As the marriage dissolved, Buster tumbled toward oblivion, too, succumbing to the song of what he called his “inner Bacchus” in order to escape domestic pressures. He became estranged from his sons, whose last names were changed so that they were suddenly Talmadge property. The pleasures of drinking had long since faded into the delirious routine of everyday alcoholism as he got drunk from sunrise until he blacked out. As he recalls in his autobiography, My Wonderful World of Slapstick (1960), “all my weekends were lost weekends.”2 He left the mansion and drifted around Hollywood in a land yacht, “a fancy house on wheels that had twin motors in the chassis of a Fifth Avenue bus, contained two drawing rooms, a galley, an observation deck and slept eight persons.” By way of melancholy endorsement, he notes, “I had as much fun with my land yacht as a man can whose purpose is to forget his whole private world has fallen apart.” In a drunken blur one Monday afternoon, he staggered down to the MGM lot and befriended an extra—“I could not say today whether she was a blonde, brunette or a redhead”—took her home, and let her have her pick of the contents of Natalie’s enormous wardrobe, heaping up piles of cocktail dresses, fur coats, gowns, and sparkling shoes. He appeared in What? No Beer! (1933), a dismal but hugely successful talkie with the antic Jimmy Durante in which this mismatched double act accidentally become beer barons as Prohibition’s on the wane. Buster plays a taxidermist and suitably moves with the shambling gait of a bear half-stuffed with wool. When shooting was over one night, he tried to drink himself into unconsciousness but failed and came reeling into the studio the next morning, only to promptly pass out.

When he awoke, he found a letter from the studio bosses telling him he was fired. Buster had become a drunk at a time when alcohol was a source of immense moral panic. (William Burroughs’s grandmother had the motto, “I’d rather a son o’ mine came home dead than drunk!”) Grimmest of all, he had fallen for whiskey, which, as he said later, was popularly regarded as “pure evil, apparently being distilled in hell itself.”

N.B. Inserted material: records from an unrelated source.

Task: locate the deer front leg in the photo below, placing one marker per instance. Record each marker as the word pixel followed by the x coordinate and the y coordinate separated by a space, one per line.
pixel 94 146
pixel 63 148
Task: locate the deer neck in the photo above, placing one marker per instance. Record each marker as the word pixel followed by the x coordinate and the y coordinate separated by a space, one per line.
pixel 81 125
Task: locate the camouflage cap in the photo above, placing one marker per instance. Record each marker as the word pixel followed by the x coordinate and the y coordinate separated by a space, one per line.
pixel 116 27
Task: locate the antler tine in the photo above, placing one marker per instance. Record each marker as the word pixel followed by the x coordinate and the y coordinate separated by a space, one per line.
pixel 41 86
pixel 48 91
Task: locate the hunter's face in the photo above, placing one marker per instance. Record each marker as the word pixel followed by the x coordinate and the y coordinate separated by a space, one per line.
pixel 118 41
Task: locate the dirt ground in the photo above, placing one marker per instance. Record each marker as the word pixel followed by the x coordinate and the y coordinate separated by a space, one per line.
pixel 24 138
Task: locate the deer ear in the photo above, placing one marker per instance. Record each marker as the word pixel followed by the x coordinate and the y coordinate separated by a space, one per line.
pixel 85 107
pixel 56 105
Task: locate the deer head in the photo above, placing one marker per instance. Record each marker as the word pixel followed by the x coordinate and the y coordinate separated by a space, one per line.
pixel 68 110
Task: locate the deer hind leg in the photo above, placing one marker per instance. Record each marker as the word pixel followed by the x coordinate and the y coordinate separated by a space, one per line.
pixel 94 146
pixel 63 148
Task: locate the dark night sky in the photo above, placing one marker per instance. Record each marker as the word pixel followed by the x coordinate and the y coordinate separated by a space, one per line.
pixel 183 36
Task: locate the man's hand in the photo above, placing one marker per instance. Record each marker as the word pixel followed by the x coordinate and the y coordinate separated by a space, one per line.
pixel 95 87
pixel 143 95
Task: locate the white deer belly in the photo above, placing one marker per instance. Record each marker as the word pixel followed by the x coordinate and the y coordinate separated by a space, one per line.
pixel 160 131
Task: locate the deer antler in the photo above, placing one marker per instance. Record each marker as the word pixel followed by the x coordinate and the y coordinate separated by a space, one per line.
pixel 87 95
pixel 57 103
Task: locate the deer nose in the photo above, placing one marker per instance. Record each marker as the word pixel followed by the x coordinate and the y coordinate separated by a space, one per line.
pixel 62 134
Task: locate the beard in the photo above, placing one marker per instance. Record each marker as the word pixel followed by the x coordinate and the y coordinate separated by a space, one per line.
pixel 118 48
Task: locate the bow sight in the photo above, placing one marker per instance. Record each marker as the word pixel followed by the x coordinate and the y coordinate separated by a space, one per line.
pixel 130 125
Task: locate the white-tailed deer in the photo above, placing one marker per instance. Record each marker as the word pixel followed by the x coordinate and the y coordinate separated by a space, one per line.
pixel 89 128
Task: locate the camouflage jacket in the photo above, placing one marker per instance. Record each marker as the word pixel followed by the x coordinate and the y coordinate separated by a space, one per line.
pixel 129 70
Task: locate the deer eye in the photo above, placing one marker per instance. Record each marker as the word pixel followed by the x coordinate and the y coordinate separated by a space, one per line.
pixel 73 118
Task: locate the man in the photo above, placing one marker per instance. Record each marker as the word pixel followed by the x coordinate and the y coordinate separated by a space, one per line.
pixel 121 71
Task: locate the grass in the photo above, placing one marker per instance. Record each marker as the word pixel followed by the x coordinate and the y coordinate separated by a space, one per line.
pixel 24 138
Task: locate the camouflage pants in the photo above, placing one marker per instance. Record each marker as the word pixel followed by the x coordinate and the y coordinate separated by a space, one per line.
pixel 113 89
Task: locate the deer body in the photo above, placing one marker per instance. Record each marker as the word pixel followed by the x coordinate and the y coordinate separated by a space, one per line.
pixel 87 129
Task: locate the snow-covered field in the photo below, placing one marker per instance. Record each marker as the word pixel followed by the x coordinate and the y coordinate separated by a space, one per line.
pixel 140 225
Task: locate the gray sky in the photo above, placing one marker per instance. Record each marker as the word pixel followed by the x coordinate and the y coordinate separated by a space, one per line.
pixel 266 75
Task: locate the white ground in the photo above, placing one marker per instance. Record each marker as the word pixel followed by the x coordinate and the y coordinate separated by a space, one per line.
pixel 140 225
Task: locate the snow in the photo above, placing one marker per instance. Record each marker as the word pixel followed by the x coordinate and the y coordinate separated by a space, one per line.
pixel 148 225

Throughout the early 1930s, the backdrops shuffled like a collection of old postcards as Buster appeared in cheap slapstick short films shot in Mexico, France, and England. He read the “idiot cards” that rendered lines in foreign languages into phonetic English, repeating his dialogue over and over again for different territories to save on the expense of dubbing. Drinking was a useless form of self-sabotage—even knockout drunk, he was still able to perform his stunts.